En 2019, Patrick Gogognon a décroché son doctorat en bioéthique. Il démarre maintenant une maîtrise en droit et politique de santé, l’occasion pour lui de revenir à ses 1res amours, tout en restant dans le domaine de la santé; l’occasion également de dépasser une nouvelle fois ses limites.
«J’ai sans cesse besoin de me faire bousculer sur le plan intellectuel», conclut-il.
En quelques mots…
Un cours à l’UdeM qui vous a marqué: Éthique et relations internationales au Département de philosophie; ce cours m’a permis de découvrir la richesse et la diversité des philosophes féministes, ainsi que les approches féministes en bioéthique.
Une passion qui vous anime: Ma famille; j’y suis très attaché, viscéralement! J’ai assumé très tôt des responsabilités vis-à-vis d’elle. J’ai élevé mes 2 plus jeunes frères, je les considère un peu comme mes propres enfants. Ils sont aujourd’hui des adultes, et j’éprouve une immense fierté quand je regarde le chemin parcouru.
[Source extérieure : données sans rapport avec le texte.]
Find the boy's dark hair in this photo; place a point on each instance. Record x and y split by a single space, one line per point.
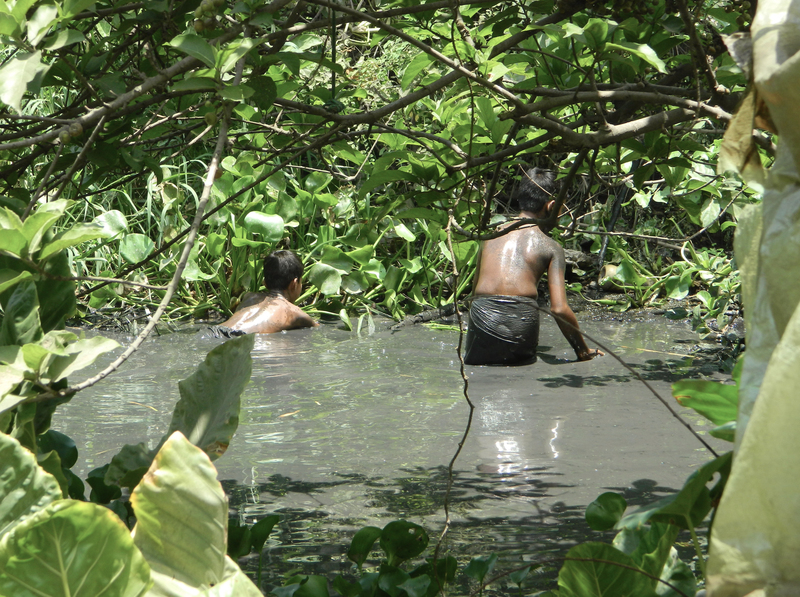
536 188
280 268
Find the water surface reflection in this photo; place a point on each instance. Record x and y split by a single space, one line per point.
338 431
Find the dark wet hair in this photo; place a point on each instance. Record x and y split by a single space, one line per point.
280 268
536 188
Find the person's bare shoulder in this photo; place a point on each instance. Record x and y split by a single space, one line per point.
300 318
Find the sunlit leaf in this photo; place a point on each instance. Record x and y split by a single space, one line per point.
15 75
208 411
135 247
591 570
269 226
326 278
81 354
642 51
196 47
716 401
73 236
72 548
181 528
361 544
402 540
26 488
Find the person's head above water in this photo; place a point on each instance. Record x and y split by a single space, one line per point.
282 269
535 190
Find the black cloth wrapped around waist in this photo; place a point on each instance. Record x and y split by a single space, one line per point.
502 330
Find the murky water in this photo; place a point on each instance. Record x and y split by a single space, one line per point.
338 431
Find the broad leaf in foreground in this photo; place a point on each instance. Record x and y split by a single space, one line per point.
25 487
71 548
181 528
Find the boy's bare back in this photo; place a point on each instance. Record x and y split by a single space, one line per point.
273 314
513 264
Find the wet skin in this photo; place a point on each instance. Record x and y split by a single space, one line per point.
512 265
274 312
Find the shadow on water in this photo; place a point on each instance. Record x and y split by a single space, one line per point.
339 431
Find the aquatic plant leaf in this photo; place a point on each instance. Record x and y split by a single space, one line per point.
326 278
604 512
208 410
677 573
51 463
101 493
80 354
56 296
362 544
479 567
26 487
135 247
70 548
21 323
196 47
690 505
10 277
595 570
391 578
71 237
402 540
725 432
129 465
648 546
61 443
716 401
269 226
181 525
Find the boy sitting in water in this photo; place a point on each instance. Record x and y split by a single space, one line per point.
273 311
503 318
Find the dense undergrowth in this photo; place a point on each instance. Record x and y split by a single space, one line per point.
153 153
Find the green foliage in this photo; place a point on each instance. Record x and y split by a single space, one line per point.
329 150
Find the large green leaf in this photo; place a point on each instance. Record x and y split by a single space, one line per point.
26 488
599 570
181 528
21 323
16 74
648 546
361 544
72 548
80 354
56 296
10 277
269 226
402 540
208 410
135 247
73 236
39 223
690 505
326 278
196 47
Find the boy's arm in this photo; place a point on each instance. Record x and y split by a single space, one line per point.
565 317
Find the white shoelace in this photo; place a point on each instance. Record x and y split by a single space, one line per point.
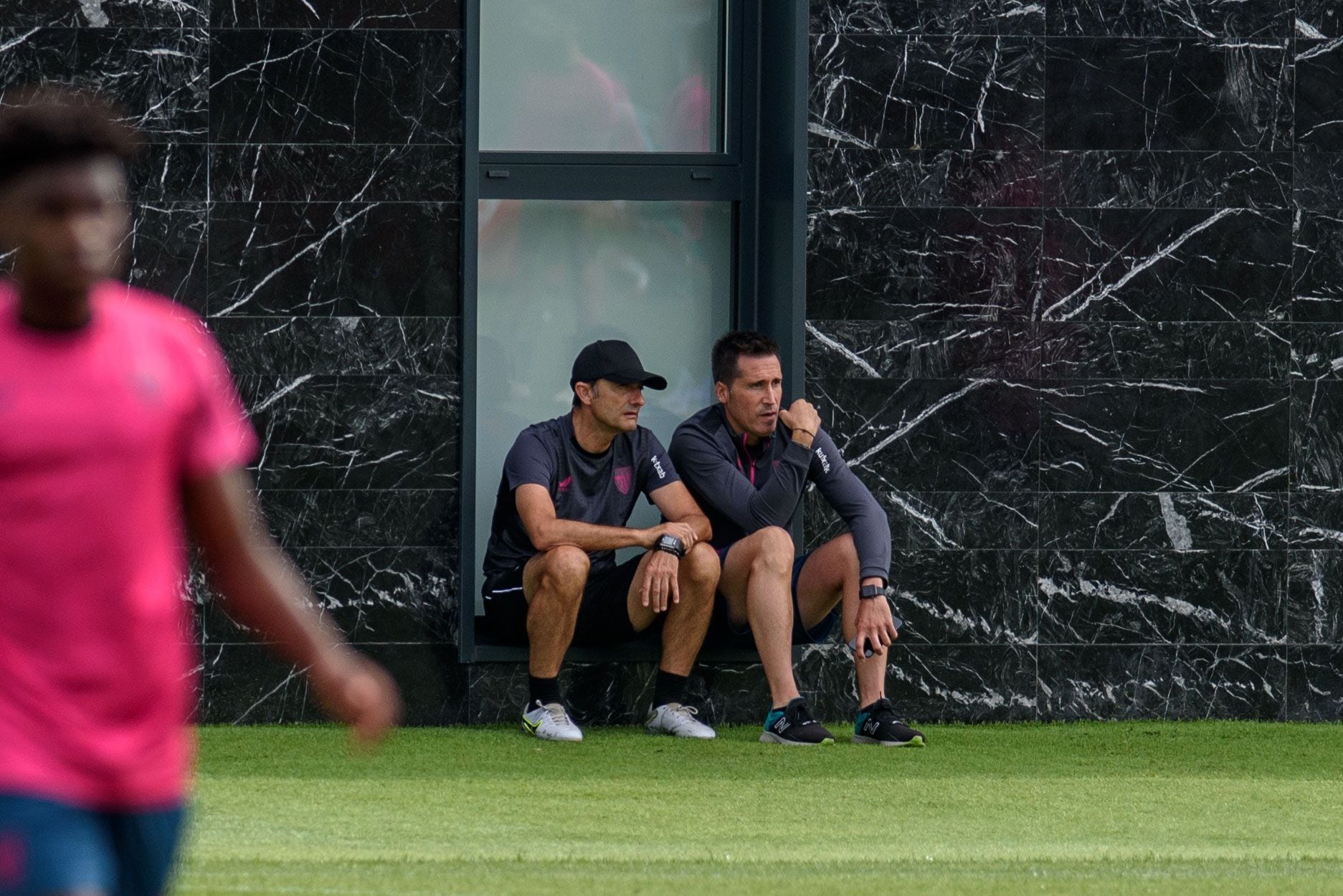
558 714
Un film dont vous ne vous lassez pas: La trilogie Le Seigneur des anneaux, d’abord pour l’émerveillement devant la prouesse technologique et les effets spéciaux. Mais, surtout, regarder ce film est pour moi comme plonger au cœur d’un véritable conte initiatique.
Une ville qui vous fascine: Le Cap, en Afrique du Sud, qui représente l’évasion suprême pour moi.
Rédigé par Hélène Roulot-Gazmann, mai 2021, à la demande du Réseau des diplômés et des donateurs pour l'École de santé publique de l’Université de Montréal.